Github user mridulm commented on the pull request:

    https://github.com/apache/spark/pull/1486#issuecomment-56506066
  
    @pwendell This is not hadoop RDD specific functionality - it is a general 
requirement which can be leveraged by any RDD in spark - and hadoop RDD 
currently happens to have a usecase for this when dfs caching is used.

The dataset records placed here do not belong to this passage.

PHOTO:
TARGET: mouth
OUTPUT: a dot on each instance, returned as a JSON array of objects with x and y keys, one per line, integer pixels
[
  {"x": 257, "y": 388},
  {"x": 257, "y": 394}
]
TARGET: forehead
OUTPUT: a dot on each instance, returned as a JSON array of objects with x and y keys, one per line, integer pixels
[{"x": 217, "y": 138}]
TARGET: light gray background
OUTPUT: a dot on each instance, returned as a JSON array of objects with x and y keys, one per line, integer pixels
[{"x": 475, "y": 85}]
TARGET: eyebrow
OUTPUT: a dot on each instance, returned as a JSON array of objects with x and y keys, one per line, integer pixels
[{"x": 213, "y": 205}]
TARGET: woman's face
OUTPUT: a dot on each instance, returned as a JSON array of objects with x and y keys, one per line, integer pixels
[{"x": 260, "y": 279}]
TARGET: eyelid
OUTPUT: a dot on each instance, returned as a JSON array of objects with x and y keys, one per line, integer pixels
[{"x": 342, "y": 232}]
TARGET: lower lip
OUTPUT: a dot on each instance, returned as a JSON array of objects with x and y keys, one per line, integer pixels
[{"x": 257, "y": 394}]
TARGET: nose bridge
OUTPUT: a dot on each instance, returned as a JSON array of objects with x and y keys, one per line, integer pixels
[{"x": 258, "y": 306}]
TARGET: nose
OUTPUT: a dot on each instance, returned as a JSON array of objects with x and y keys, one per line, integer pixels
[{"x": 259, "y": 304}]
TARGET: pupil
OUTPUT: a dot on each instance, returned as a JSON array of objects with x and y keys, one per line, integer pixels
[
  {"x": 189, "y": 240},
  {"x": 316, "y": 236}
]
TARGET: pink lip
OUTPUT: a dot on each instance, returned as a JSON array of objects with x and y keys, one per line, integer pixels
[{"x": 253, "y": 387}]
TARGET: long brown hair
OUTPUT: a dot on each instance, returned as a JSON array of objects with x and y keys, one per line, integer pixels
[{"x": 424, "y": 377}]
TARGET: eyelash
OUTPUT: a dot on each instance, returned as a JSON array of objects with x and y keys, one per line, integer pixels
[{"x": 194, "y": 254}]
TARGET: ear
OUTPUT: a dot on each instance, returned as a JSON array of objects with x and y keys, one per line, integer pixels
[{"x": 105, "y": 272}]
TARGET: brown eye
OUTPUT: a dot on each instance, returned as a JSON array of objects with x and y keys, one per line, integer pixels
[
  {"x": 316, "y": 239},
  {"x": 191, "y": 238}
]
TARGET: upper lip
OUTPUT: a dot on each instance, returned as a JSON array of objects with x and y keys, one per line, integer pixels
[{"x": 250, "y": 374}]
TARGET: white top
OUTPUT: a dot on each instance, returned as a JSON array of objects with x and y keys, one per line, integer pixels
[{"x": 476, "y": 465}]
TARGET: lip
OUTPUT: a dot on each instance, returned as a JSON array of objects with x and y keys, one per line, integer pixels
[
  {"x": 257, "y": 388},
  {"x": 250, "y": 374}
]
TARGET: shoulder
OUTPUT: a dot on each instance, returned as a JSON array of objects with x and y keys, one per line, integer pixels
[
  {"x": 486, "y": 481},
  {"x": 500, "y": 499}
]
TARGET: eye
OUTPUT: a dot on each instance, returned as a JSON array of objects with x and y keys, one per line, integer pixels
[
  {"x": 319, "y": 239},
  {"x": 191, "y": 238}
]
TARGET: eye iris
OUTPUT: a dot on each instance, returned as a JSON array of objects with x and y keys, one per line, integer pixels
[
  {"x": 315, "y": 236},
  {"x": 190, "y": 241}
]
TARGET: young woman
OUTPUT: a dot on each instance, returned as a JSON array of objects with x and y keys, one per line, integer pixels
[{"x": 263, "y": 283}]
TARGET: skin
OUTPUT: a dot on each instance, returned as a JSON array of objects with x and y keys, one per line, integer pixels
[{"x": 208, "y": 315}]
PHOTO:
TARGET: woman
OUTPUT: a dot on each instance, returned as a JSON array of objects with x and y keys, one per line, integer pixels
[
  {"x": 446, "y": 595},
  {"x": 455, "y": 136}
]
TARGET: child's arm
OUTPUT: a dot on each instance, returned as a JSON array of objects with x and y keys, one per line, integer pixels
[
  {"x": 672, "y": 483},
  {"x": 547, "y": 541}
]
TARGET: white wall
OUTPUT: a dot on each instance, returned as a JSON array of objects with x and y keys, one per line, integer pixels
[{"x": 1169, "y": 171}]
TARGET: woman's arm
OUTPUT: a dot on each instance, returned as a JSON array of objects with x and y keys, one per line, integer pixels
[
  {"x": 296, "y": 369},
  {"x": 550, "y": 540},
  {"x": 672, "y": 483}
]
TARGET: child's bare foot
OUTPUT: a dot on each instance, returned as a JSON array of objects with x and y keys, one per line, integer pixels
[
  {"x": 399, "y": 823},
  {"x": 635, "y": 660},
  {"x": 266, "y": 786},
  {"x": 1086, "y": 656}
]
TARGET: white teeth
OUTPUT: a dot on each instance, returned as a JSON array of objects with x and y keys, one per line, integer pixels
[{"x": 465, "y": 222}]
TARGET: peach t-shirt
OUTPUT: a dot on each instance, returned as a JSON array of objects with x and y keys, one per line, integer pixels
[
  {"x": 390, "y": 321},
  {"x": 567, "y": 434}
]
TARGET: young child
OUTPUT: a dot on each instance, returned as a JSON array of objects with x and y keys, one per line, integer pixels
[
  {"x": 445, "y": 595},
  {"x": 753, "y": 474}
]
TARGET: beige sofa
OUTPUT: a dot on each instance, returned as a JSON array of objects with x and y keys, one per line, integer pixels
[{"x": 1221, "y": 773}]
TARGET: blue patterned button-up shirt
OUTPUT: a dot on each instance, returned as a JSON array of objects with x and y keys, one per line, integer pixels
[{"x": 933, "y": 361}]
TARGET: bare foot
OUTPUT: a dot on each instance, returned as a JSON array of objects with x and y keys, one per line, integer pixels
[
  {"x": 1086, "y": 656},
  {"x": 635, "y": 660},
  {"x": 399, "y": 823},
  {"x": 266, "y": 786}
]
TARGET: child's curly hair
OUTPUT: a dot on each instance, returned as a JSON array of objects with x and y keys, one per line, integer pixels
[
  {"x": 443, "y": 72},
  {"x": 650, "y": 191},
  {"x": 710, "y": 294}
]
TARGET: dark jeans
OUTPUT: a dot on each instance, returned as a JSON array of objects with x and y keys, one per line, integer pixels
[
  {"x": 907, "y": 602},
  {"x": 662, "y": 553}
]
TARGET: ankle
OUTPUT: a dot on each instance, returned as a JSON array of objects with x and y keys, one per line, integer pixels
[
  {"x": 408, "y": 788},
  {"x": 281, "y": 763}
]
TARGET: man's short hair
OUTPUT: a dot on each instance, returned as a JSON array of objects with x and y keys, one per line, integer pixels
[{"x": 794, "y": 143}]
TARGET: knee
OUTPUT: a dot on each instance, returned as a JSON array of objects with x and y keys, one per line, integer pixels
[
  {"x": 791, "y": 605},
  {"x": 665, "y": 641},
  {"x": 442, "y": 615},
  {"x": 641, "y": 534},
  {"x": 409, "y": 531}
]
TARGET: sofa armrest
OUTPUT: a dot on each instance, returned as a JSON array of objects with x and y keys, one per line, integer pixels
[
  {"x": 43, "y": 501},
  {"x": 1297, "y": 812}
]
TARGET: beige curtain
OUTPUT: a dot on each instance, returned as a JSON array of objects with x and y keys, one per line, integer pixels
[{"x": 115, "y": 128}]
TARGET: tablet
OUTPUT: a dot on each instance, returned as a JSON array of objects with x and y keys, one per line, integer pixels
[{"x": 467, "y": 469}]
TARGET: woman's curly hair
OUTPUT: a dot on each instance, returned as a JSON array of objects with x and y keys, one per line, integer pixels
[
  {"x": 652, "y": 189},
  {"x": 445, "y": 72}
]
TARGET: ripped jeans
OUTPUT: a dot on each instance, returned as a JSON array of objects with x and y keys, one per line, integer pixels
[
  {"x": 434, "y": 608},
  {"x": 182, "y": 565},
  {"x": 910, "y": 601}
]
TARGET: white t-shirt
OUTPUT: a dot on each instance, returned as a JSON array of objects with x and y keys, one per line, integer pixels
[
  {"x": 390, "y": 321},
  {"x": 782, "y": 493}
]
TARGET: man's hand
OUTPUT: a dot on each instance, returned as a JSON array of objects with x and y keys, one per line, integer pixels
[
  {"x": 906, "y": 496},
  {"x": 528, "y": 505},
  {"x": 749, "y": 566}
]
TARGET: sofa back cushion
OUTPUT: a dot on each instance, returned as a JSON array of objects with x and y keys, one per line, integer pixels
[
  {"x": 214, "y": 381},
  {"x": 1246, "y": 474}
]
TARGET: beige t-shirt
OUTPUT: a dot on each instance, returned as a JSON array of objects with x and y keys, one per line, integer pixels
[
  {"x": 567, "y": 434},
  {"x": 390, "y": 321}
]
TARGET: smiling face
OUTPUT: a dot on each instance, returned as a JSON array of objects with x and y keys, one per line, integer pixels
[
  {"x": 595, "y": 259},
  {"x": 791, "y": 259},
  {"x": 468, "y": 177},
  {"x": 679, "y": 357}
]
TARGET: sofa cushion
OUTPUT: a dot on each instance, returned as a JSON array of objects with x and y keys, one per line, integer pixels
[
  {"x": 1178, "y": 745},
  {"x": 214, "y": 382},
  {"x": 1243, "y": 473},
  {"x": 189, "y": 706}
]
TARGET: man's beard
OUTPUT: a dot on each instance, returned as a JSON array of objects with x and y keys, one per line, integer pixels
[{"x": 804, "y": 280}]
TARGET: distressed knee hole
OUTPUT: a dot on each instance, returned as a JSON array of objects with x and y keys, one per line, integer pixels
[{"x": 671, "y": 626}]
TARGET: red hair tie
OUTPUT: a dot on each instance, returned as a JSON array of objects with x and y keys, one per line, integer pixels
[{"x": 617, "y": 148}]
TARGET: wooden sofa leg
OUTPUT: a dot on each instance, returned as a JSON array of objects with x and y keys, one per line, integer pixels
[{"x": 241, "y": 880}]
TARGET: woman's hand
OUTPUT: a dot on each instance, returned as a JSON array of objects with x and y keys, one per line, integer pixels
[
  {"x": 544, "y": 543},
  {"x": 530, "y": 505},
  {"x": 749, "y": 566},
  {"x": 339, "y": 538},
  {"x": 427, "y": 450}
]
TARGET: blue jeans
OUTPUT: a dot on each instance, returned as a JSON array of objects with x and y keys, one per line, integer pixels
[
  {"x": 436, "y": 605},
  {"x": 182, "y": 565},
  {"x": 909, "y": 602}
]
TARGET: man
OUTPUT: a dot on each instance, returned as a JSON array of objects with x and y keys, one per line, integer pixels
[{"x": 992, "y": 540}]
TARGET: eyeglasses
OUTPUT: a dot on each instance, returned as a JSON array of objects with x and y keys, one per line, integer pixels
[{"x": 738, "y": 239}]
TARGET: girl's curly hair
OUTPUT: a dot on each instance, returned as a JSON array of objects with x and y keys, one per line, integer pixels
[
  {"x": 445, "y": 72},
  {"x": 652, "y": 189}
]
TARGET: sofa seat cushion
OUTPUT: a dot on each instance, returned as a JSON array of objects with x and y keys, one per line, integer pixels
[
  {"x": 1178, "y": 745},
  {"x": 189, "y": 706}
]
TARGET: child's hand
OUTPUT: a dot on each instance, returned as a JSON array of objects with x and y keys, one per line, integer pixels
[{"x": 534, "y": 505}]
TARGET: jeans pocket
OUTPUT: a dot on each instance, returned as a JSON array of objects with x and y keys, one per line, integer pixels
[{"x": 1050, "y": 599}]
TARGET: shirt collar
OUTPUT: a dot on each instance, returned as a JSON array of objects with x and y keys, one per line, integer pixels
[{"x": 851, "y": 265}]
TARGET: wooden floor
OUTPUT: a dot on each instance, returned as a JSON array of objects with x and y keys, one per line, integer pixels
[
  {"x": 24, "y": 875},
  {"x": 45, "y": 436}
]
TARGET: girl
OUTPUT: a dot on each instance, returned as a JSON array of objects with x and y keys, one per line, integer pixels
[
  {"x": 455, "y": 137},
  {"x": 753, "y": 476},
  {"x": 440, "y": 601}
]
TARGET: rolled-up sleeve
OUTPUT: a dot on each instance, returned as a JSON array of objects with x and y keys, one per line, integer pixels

    The fact that preferred location is currently a String might be the 
limitation here : and so extending it for uri or whatever else will add 
overhead (including current patch).
    
    For example: RDD which pulls data from tachyon or other distributed memory 
stores, loading data into accelerator cards and specifying process local 
locality for the block, etc are all uses of the same functionality imo.
    
    If not addressed properly, when the next similar requirement comes along - 
either we will be rewriting this code; or adding more surgical hacks along same 
lines.
    
    
    If the expectation is that spark wont need to support these other 
requirements [1], then we can definitely punt on doing a proper design change.
    
    Given this is not user facing change (right ?), we can definitely take 
current approach and replace it later; or do a more principled solution upfront.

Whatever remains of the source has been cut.